I'm seventeen! One more year to becoming legal!

Right?

Sadly I don't care. But I have enjoyed myself in the company of my friends and I have no doubt that I love them all. Too much that I cannot live without them.

And wasn't December supposed to be full of celebration? 

Sadly even during my birthday, my family is in pain.



While I enjoy myself another person is suffering.

But what could I do? She's missing me. So I'm leaving to meet her.

Then thinking about meeting her gets me so scared.

I'm scared that when I get there, she's gone. I'm scared that when I see her, I'll cry.
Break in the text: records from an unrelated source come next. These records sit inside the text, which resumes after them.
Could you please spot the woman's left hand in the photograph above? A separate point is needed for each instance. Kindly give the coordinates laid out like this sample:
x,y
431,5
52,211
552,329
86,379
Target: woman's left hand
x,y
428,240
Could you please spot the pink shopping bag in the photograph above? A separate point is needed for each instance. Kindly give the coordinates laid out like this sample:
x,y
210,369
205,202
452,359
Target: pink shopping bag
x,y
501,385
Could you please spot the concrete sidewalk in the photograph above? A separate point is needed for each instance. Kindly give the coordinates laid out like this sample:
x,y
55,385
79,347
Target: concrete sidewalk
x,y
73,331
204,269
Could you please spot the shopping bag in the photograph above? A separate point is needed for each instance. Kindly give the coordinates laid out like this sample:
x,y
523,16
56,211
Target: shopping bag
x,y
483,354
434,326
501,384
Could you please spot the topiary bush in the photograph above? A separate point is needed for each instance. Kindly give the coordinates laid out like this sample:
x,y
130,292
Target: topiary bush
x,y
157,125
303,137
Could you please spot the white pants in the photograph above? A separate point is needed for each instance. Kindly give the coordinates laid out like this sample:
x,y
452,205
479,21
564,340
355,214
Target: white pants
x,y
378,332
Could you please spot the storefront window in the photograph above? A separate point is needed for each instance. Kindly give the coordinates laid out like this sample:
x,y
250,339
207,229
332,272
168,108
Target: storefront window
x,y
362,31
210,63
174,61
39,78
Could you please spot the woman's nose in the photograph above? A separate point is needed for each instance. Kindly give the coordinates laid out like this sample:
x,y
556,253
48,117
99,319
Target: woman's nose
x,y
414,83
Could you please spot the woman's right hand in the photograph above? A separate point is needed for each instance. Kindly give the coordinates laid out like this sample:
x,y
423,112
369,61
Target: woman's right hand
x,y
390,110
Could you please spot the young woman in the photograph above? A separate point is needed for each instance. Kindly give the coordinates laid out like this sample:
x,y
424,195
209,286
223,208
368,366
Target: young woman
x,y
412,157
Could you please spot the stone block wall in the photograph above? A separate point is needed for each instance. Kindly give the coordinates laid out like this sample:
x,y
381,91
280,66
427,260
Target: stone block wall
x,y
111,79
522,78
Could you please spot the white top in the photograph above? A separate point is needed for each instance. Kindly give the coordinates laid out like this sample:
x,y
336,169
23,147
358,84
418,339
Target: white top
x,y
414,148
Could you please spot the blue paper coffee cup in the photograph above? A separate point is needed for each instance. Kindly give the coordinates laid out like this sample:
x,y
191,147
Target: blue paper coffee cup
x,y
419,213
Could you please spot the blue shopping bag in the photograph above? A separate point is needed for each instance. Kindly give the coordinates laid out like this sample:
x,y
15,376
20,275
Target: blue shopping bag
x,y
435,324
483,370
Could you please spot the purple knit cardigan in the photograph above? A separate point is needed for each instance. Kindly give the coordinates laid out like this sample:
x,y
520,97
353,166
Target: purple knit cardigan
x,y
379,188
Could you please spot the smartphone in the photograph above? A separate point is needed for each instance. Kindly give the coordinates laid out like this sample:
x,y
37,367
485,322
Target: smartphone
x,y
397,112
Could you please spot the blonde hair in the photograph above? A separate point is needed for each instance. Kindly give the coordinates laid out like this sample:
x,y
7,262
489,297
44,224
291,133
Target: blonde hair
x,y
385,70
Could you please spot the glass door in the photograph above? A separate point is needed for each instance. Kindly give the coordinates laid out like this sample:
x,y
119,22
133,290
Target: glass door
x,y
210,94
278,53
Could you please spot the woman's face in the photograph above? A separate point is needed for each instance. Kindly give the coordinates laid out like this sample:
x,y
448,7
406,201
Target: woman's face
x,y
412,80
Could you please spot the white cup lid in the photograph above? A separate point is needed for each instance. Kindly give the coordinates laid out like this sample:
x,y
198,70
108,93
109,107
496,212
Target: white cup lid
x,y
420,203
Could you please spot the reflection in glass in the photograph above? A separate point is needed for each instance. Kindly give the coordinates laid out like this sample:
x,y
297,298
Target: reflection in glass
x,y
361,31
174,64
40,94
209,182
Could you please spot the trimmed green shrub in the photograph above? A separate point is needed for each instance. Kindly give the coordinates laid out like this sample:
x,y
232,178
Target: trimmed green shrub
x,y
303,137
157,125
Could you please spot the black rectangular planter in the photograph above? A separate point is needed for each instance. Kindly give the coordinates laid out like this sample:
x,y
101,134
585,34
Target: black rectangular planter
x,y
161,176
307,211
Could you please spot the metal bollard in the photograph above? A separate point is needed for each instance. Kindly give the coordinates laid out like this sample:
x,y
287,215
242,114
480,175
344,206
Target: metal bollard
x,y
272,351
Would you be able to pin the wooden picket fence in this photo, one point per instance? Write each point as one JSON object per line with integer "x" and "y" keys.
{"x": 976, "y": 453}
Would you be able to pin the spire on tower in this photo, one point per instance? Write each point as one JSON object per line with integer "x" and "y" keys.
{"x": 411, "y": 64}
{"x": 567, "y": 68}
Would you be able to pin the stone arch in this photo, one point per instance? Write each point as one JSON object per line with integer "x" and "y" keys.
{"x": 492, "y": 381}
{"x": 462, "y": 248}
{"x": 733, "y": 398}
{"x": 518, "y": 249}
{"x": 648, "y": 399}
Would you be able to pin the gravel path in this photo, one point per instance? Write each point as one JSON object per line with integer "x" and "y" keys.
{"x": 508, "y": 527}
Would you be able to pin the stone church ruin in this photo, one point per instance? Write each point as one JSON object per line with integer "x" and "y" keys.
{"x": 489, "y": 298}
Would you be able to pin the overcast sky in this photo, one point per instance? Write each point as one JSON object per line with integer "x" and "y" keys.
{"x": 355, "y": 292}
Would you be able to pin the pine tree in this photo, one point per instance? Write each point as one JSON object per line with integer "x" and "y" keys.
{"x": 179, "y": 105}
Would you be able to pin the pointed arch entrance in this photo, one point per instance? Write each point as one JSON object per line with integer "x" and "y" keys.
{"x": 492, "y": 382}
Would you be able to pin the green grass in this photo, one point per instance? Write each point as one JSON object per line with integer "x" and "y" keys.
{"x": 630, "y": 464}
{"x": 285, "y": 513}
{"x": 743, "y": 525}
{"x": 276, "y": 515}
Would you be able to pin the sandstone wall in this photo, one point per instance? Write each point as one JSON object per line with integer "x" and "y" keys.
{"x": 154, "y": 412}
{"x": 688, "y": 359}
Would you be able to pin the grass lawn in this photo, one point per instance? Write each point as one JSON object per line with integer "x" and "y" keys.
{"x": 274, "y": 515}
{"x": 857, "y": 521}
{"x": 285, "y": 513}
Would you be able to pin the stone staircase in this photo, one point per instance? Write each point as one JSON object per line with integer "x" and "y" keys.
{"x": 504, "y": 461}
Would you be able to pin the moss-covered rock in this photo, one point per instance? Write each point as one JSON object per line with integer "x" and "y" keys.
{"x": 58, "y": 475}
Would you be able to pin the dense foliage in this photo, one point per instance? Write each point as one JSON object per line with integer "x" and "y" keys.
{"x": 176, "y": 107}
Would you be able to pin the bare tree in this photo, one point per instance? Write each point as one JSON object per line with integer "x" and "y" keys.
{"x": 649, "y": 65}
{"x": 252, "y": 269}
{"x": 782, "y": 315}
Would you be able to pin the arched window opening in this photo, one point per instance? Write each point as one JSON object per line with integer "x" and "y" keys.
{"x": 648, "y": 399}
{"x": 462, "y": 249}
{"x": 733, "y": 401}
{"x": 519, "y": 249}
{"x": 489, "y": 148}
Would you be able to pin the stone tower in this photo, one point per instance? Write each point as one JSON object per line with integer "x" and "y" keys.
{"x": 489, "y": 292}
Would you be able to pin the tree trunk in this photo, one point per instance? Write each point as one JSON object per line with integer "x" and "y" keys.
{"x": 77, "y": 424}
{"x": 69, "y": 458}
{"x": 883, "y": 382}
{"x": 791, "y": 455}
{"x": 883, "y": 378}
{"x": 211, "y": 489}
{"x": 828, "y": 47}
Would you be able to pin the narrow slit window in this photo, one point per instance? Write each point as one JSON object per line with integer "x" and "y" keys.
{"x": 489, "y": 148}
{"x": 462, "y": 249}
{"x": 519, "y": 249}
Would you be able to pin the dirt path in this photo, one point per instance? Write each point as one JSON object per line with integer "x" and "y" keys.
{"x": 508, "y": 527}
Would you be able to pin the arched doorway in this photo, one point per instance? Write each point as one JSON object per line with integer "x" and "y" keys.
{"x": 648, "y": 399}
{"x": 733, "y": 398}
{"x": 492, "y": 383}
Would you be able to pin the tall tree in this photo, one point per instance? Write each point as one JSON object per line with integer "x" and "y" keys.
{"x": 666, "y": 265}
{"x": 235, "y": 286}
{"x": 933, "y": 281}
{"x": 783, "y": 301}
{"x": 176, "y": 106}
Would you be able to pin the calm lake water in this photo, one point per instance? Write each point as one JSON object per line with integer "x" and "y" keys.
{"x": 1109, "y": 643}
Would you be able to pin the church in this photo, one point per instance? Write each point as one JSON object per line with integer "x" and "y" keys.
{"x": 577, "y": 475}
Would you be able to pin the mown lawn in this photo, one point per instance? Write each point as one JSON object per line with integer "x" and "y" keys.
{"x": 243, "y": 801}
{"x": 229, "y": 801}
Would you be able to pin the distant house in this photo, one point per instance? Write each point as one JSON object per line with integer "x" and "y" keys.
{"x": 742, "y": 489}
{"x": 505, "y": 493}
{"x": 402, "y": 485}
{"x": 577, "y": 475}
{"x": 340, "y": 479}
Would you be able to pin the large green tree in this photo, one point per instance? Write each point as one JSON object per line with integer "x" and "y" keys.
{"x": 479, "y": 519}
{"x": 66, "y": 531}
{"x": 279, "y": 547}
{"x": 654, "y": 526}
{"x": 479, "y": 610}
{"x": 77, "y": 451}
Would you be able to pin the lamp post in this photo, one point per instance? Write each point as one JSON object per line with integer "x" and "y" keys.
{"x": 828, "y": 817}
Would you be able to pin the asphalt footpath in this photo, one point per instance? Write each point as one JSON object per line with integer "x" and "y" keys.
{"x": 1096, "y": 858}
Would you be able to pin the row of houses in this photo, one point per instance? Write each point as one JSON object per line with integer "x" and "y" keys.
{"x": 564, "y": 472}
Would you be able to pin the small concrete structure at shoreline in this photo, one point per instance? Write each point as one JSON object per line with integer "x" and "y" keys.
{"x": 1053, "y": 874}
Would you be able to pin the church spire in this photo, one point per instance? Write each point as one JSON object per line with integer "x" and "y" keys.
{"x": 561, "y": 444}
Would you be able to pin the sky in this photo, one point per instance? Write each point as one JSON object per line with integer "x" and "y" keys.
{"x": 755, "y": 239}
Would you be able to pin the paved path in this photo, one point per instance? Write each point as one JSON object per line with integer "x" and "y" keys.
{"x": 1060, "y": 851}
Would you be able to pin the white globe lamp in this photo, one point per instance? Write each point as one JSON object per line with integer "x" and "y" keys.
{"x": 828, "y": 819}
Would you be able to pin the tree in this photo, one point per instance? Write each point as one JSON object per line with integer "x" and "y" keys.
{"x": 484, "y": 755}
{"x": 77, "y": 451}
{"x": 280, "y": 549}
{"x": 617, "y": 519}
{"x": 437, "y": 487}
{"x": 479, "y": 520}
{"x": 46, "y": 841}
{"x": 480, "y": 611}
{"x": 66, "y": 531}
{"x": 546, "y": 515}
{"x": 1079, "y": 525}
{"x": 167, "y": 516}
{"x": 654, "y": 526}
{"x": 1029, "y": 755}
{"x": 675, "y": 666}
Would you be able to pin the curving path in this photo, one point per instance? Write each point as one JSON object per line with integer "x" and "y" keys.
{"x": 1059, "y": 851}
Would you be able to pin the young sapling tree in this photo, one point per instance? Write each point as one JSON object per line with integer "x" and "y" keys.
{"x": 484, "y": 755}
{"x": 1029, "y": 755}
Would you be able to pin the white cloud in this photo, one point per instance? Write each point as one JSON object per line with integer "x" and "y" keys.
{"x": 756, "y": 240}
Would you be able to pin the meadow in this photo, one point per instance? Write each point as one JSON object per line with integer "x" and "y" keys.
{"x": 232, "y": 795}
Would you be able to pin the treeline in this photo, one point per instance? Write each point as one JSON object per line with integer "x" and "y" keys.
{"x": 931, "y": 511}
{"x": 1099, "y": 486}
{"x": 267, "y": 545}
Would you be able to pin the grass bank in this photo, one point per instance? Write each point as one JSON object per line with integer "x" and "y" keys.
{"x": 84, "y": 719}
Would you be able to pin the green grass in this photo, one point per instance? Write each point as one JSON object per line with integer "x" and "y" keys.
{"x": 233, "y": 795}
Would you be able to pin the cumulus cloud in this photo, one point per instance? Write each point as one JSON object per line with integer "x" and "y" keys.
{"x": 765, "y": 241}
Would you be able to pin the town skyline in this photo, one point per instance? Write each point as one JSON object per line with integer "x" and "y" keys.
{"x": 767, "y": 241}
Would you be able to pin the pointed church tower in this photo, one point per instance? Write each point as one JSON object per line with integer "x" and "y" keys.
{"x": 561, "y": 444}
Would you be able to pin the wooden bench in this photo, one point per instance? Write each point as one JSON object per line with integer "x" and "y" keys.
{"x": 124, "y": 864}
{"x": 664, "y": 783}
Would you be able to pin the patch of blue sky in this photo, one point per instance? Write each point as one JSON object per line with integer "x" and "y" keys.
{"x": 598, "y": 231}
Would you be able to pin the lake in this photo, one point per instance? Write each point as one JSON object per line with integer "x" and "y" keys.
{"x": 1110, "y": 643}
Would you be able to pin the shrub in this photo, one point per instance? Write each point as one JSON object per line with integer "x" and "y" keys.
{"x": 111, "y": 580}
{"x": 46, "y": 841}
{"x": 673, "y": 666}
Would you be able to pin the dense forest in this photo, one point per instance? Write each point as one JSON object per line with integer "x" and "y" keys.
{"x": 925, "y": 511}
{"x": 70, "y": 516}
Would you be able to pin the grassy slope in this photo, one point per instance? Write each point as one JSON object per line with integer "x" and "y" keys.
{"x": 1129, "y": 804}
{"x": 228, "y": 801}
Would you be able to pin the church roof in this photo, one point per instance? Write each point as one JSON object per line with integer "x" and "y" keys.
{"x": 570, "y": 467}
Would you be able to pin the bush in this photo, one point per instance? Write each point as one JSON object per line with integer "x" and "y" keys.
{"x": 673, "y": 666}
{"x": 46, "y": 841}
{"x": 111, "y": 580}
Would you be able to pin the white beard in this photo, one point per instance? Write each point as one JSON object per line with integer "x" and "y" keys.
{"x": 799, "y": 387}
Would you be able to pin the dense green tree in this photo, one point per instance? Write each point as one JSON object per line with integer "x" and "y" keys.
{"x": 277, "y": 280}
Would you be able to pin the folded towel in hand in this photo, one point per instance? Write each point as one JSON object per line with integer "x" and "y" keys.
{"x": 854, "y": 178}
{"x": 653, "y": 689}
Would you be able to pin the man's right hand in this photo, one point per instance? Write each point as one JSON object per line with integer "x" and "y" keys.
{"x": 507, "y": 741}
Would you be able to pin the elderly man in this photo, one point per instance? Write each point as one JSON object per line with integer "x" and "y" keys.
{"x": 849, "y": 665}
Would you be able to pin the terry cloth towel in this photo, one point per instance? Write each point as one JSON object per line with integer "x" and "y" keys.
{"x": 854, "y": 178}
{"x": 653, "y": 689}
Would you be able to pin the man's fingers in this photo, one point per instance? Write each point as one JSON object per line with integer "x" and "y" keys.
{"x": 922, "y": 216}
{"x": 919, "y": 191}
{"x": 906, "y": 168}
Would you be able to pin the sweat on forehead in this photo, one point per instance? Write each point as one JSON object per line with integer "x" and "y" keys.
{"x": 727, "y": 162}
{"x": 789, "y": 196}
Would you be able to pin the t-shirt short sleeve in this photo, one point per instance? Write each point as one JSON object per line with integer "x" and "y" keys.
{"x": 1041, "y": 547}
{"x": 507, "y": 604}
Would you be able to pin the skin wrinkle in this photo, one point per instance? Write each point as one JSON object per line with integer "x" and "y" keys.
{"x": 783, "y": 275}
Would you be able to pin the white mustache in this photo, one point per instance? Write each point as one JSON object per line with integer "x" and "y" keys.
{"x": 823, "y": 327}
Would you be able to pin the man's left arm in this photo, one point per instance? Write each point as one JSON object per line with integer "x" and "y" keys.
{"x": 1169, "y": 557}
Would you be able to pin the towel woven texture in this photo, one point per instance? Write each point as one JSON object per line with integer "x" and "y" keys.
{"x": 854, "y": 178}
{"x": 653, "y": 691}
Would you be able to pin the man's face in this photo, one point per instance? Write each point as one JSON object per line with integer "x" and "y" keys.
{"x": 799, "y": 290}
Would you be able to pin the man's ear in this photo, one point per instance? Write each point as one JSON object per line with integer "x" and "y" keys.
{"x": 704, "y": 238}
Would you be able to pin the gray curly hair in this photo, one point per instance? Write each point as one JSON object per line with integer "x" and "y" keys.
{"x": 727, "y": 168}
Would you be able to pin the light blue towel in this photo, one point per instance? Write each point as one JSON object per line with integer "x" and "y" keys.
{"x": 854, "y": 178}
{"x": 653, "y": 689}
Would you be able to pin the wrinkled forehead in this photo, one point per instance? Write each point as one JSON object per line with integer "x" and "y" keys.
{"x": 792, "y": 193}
I'm scared that when I leave her, I'll miss her.

Life plays tricks on you and you're helpless. 

And when I'm happy I'm going to be sad. Definitely, undoubtedly.

That's why there are some things to give up because I'm too scared to feel the pain.

That's why I'm giving up on what should be wonderful.

I don't want my hands to be trembling while I type this. I don't want my tears to be flowing while I think about this. I don't want this horrible feeling that's stuck within me.

It's December and I'm supposed to be happy. But I'm not.